If you are going to start trading in binary options then you already know the big advantages of trading binary options. In this article we will discuss a very simple strategy that you can apply in every certain situation and definitely it will give you great result.
The strategy I am going to discuss in this article is based on hedge and tries to obtain high profit in a small investment. But this strategy can be applied only in certain situations and it will be very grateful for every trader.
Before describing this strategy I want to use an example from the very beginning and also want to explain how to use the strategy how to use the strategy on that particular example. Let us consider that if you bought a call option on NASDAQ worth hundred dollars with the deadline after twelve hours. The NASDAQ value was twenty four hundred at the time you bought the option and after 4 hours the value of NASDAQ raises to twenty four hundred and fifty. In this situation you will have to buy PUT option on NASDAQ worth the same amount and with the same deadline as the first option.
If you purchase the second option then you have two possible outcomes, both options are winners for you if the NASDAQ price will be between twenty four hundred to twenty four and fifty at the expiry date you have two option one is winning and another one is losing option.

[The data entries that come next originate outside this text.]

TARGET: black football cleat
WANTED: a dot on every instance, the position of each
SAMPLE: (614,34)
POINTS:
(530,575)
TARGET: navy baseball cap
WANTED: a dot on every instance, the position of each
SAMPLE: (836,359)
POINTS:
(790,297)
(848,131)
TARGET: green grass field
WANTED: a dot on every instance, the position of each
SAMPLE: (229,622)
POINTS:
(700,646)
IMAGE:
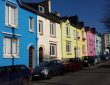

Let us analyze these both possible results, considering the NASDAQ option had an eighty percent profitability rate and a ten percent refund for losing traders. If both options are winners then you will get one hundred and sixty dollars.
To sum up the above, this binary options strategy ensures that your chance of winning is too high and you will lose small amount of money. Only one disadvantage is that you can use it only in certain situations, if you already have an option that had a very good start. There are many strategies for trading binary options but I like this one is very much it will give you higher chance of winning and lower chance of losing.